Schmitt stützt seine Meinung auf die Einschätzung des Virologen Christian Drosten von der Berliner Charité. Der Corona-Experte hatte bereits im Herbst vor einer trügerischen Sicherheit falsch negativer, aber auch vor Panik durch falsch positive Ergebnisse der Schnelltests gewarnt. Anders als die PCR-Tests, die in ein Labor eingeschickt werden müssen, sind die Schnelltests weniger zuverlässig.

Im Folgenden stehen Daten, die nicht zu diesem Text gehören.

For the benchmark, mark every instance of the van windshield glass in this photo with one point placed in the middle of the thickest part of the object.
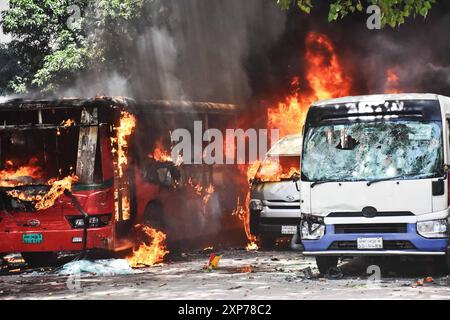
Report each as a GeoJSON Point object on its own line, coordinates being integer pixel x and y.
{"type": "Point", "coordinates": [373, 150]}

Pflegepersonal in Corona-Pandemie ohnehin stark belastet
Wie Kai Schramm sieht auch Ludger Schmitt sein Personal an der Grenze des Machbaren angekommen, wenn er noch öfter testen lassen soll. Mit ihrer Beobachtung bestätigen Schramm und Schmitt das Ergebnis einer Studie der Berliner Stiftung Zentrum für Qualität in der Pflege (ZQP) von 2020. Danach hat die Corona-Pandemie vor allem Pflegebedürftige und Pflegepersonal stark belastet. Zusätzliche Aufgaben machten es demnach zunehmend "schwieriger, gute Pflege zu leisten", so das Ergebnis der Umfrage unter deutschlandweit knapp 2.000 Pflegeexperten aus Pflegeheimen und ambulanten Diensten.